Dozens of MPs warned the Chancellor of the Exchequer that ending the freeze on petrol duty because of the country’s environmental commitments will hurt the working-class voters who put the Conservatives into government.
The 36 backbenchers led by Robert Halfon have penned a letter saying they are “very concerned” by Rishi Sunak’s reported proposal to unfreeze fuel tax which would see the cost of petrol and diesel rise by two pence a litre. The letter was signed by senior Brexiteer Tories Sir Iain Duncan Smith, David Davis, and former transport secretary Chris Grayling.
The letter, delivered to the Treasury before the chancellor presents the budget on Wednesday, warned against “whacking normal folk hard with higher taxes on fuel” for the sake of environmentalism.
Mr Halfon told The Telegraph: “Fuel duty hits working people more than anyone else because people depend on their cars.”
He added: “Boris Johnson said during the election that there were no plans to raise fuel duty because he understood it has such a huge impact on people on low incomes. People trusted him on that.
“This Government isn’t just about Brexit, it’s about being the workers’ party. It doesn’t matter whether you’re blue collar or white collar — everyone will face the hit of a fuel duty rise.”

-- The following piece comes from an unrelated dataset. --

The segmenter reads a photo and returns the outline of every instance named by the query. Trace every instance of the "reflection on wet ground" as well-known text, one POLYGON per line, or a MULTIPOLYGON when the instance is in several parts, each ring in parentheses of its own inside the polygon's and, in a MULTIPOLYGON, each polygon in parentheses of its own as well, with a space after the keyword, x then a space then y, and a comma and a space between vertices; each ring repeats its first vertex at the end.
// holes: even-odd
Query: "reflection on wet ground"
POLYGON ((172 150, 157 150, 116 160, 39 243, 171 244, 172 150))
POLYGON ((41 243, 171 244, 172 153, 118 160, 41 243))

A poll by Fair Fuel UK revealed that nearly two-thirds (65 per cent) of Red Wall voters who lent their support to the Conservatives would not vote Tory again if Sunak and Johnson raised taxes on vehicle fuel.
The notionally conservative government has adopted a number of left-wing environmentalist positions since being returned to power in December, with Breitbart London’s James Delingpole predicting that the Johnson government’s commitment to ‘net zero’ is “the new Remain” and will “destroy Boris’s Johnson’s administration in the way that Brexit destroyed David Cameron’s”. Delingpole wrote:
…Net Zero is the new Remain. The liberal elite who fought so hard to stop Brexit happening have now retreated to their second line of defence: the so-called ‘Climate Emergency’.
It will enable the Remain Establishment to do much the same thing it did when Britain was a member of the European Union: reward cronies; increase regulation; bump up prices; restrict freedoms; spend like a drunken sailor; crush the little people.
Sunak’s budget is likely to be replete with environmentalist provisions — coming at the cost of taxpayers — given the chancellor’s preview of the document when he tweeted this weekend: “Reaching net zero and ensuring we protect our natural environment. #Budget2020 is four days away.”
Mr Sunak was mercilessly ratioed in the comments with remarks from angry Britons over the government’s plans to take their power granted through the hard-won trust of working-class Brexiteers and handing it to green-progressive policymakers.